2.Carry out the experiment of dual drug control system, basically obtain the expected results, summarize the experience and shortcomings, sort out the data and visualization; receive safety form feedback, and carry out rectification and improvement.
Wet Lab
Based on the feedback from the HP group students contacting Professor Chai Hui, we hypothesized whether our engineered bacteria could produce endogenous substances in the human body when they detected constipation, which could be used to treat constipation. Through literature research, it was found that 5-HT can promote intestinal motility and secretion, and is an ideal therapeutic substance. Tryptophan hydroxylase (TPH) and serotophanate decarboxylase (TDC) are two key enzymes in 5-HT synthesis, so we wanted our engineered bacteria to produce these two enzymes. We attached two enzymes to the Plam promoter so that the engineered bacteria can produce them when they sense a decrease in butyrate concentration. We need to find the fragment sequences we need in vector builder and NCBI, designed them on snapgene, and submitted them to Azenta Life Sciences for gene fragment synthesis.
Model
According to the metabolic rate of tetracycline in the intestine and the speed of drug module control of suicide, the variables and mathematical derivation of the model were carried out, and the model fitting was carried out based on experimental data for verification and improvement.
HP
After some improvements to our project product, we determined that the final form of the product was mainly yogurt, positioned as a drug, through which the engineered bacteria were delivered into the intestines of the target population. But at the same time, considering factors such as transportation and preservation, we also retained the design of the capsule carrier in the form of the drug. In order to gain the views and attitudes of the elders after the improvement of our project, we arranged a community return visit. After the improvement of the project, the trust of the elderly in the community in the safety of our project products has increased, and they said that if our products are approved by the state in the future, they will be willing to try.
Wet Lab
Safety
1.On the basis of the skeleton provided by the literature, the new kill switch circuit specialized for yogurt was designed, the plasmid and experimental design were constructed, and the check in form feedback was received, all of which passed the review.
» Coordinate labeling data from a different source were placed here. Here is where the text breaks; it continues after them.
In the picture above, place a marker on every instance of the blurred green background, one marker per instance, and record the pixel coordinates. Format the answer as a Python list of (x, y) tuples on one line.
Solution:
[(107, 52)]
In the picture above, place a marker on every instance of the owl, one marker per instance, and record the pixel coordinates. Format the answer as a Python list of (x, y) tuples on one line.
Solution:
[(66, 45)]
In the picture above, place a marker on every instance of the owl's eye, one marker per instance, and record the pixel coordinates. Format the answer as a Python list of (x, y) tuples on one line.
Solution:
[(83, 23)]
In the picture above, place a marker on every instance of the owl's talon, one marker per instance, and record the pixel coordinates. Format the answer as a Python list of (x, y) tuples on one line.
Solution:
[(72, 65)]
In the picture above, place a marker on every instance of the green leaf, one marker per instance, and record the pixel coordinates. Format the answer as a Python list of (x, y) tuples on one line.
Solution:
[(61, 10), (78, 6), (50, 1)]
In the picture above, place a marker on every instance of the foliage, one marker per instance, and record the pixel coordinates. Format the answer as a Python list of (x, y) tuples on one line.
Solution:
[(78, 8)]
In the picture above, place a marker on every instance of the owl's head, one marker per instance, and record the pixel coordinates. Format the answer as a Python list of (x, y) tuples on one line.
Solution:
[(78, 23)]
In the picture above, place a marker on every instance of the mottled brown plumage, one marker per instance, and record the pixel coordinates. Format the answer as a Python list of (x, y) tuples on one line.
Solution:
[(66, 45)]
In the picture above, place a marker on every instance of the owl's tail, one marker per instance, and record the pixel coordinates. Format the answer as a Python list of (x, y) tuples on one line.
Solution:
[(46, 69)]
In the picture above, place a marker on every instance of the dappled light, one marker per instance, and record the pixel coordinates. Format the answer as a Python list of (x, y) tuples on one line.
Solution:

2.Due to the complexity of the plasmid backbone and the high reliability of the literature data, consider postponing the experiment in the future; and review and submit the final safety form.
3.Under the PI suggestion, the crowd sensing module is designed to increase safety; Preliminary text writing.
Wet Lab
BL21 was introduced into the gene fragment and liquid-cultured in LB culture medium for 16 h, and then WB detection was performed on the expressed protein. It was found that Escherichia coli BL21 could successfully express TPH and TDC enzymes.
Model
1.Write descriptive materials related to modeling, and sort out and examine the process of mathematical modeling.
2.Cooperate with the animation team to visualize the model.
1.Each group performs text organization and wiki upload.
2.All members work together to check wiki text, images, and videos for errors, including the part interface.
3.Conduct presentation video shoots and edits; prepare for the jamboree.